Mon, Apr 07 2014 11:36 PM Posted By: Phillip Brents
The U.S. Olympic Training Center-Chula Vista hosted two major BMX championship events to cap the month of March. The 2014 USA Cycling Elite BMX National Championships took place on March 29 while the 2014 UCI North American Continental BMX championships took place on March 30.
Olympic veterans Connor Fields (Elite Men) and Alise Post (Elite Women) swept their divisions in both events while Santee’s Sean Gaian (Junior Elite Men) finished first in the continental championship final to highlight a strong showing by Americans.
Stars & Stripes
Fields finished ahead of Californian Jared Garcia (Victorville) and Canada’s Tory Nyhaug to win the North American Elite Men’s championship after topping Barry Nobles (Sun City) and Steven Cisar (Altadena) the previous day in the U.S. nationals.
Post finished ahead of Brooke Crain (Visalia) and Felicia Stancil (Lake Villa, Ill.) to win the North American Elite Women’s title after speeding past Stancil and Crain at the U.S. finals.
Newly crowned U.S. champion Shealen Reno (Plano, Texas) out-dueled Mexico’s Jhoanna Hernandez to win the Junior Elite Women’s North American championship.
The Elite Men’s field at the U.S. nationals featured 20 riders, including defending champion Nic Long of Lakeside. The final heat featured a who’s who in BMX world-class racing: Long, Fields, Tucson’s Corben Sharrah and 2012 Olympian David Herman (Wheat Ridge, Colo.).
Fields was challenged, rising from third to first, to reclaim the title he had won in 2012.
Gaian is no stranger to competing at the elite levels of BMX racing. Last July in Auckland, N.Z., Gaian captured the hearts of a nation by winning the UCI BMX world championship in the Junior Men’s Division. In October 2011, Gaian, then 15, was honored by the city after winning his age division at the UCI world championships in Copenhagen, Denmark.
His goal is to represent the United States in the sport in the 2016 Olympic Games. He took one step closer toward realizing that goal after winning the Junior Elite Men’s race at the 2014 UCI North American Continental BMX championships, held March 30 at the U.S. Olympic Training Center in Chula Vista.
The 2013 junior Supercross world champion, who has been riding since he was 4, accelerated past 2014 U.S. national champion Collin Hudson (Longmont, Colo.) on the final turn to win from the No. 3 position. Hudson finished second, followed by fellow Californian Alden Volle (Penryn).
The championship victory at the continental finals made amends, the West Hills High School senior said, after crashing in the championship race of the preceding day’s U.S. national championship event, held at the same site.

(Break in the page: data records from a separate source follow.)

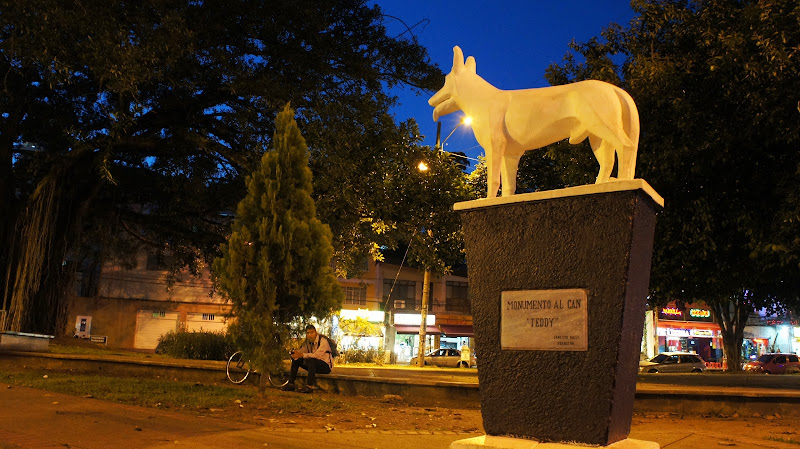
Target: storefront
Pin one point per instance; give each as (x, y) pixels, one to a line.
(360, 328)
(456, 331)
(765, 334)
(689, 329)
(406, 341)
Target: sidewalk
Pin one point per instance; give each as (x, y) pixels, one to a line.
(35, 419)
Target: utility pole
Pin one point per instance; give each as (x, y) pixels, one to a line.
(426, 282)
(423, 314)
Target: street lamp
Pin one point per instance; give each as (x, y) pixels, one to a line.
(467, 120)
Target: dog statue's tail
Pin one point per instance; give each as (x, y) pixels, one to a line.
(630, 122)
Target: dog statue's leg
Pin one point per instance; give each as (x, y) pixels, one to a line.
(604, 152)
(493, 159)
(508, 174)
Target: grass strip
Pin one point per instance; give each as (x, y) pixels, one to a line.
(130, 390)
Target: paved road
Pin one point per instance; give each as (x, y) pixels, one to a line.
(35, 419)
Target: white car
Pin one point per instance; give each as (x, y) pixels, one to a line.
(449, 358)
(673, 362)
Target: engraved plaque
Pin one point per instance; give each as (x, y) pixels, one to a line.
(544, 320)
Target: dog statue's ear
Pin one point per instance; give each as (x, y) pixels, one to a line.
(458, 59)
(470, 65)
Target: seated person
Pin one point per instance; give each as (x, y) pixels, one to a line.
(314, 356)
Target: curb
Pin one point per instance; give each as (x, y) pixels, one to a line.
(650, 397)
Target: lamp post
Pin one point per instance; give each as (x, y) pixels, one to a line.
(426, 279)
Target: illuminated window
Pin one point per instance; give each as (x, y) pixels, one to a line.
(355, 295)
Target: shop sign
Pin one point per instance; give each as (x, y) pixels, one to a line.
(373, 316)
(780, 321)
(672, 312)
(413, 319)
(670, 332)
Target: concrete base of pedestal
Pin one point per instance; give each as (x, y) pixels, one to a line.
(493, 442)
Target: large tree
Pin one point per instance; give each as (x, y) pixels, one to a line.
(716, 84)
(132, 124)
(275, 266)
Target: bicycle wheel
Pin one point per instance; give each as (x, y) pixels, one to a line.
(279, 378)
(237, 368)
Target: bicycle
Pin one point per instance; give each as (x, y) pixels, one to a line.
(238, 370)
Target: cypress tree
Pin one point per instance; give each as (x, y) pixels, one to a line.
(275, 267)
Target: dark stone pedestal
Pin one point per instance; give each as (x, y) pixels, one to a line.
(598, 242)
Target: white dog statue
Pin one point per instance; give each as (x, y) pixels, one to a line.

Gaian had attempted to pass Hudson on the second turn in the March 29 U.S. championship race but his bike came into contact with Hudson’s rear wheel, sending the Santee rider down and out of contention. Hudson, a five-time amateur world champion, rode a clear path to victory, followed by Cole Tesar (Huntersville, N.C.) and Joshua Banuelos (Medford, Ore.). The 18-year-old Gaian had led after the first turn.
Gaian, who is ranked No. 1 in the world in his age-group, refers to himself as a “proud American.” He admitted he was especially proud to capture the 2014 continental championship after being too ill to compete in the 2013 continental finals.
For his efforts, the Santee teenager was honored by the San Diego Hall of Champions as one of its Stars of the Month for March.
Gaian said he “puts a lot of hard work and effort” into the sport to maintain a competitive edge.
BMX profile: Sean Gaian
Gaian is a senior at West Hills High School in Santee. He has been competing in BMX racing since he was 4 and, 14 years later, is currently ranked No. 1 in his age-group in the world.
•Gaian said he got his start in BMX while watching a family friend compete. He was so enthralled by what he saw that he himself took up racing despite his tender age. He had turned expert by 5.
•Gaian said what he likes most about the sport is the opportunity it offers to have friends all over the country and travel around the world. His only dislike about the sport is its relative obscurity despite being elevated to an Olympic sport at the 2008 Beijing Games.
•Gaian said he gathers motivation from the atmosphere surrounding each event and the “tough competition,” he noted, that comes with BMX racing. He said it’s always a thrill to compete against the fastest young riders from foreign countries.
•Gaian said his idol is U.S. champion and Olympian Connor Fields. Gaian said Fields treats him like a younger brother and that Fields’ mentoring and coaching have definitely helped him become a better rider.
•Gaian’s advice to up-and-coming BMX riders is to ride hard while having fun — two qualities that can only spur personal improvement.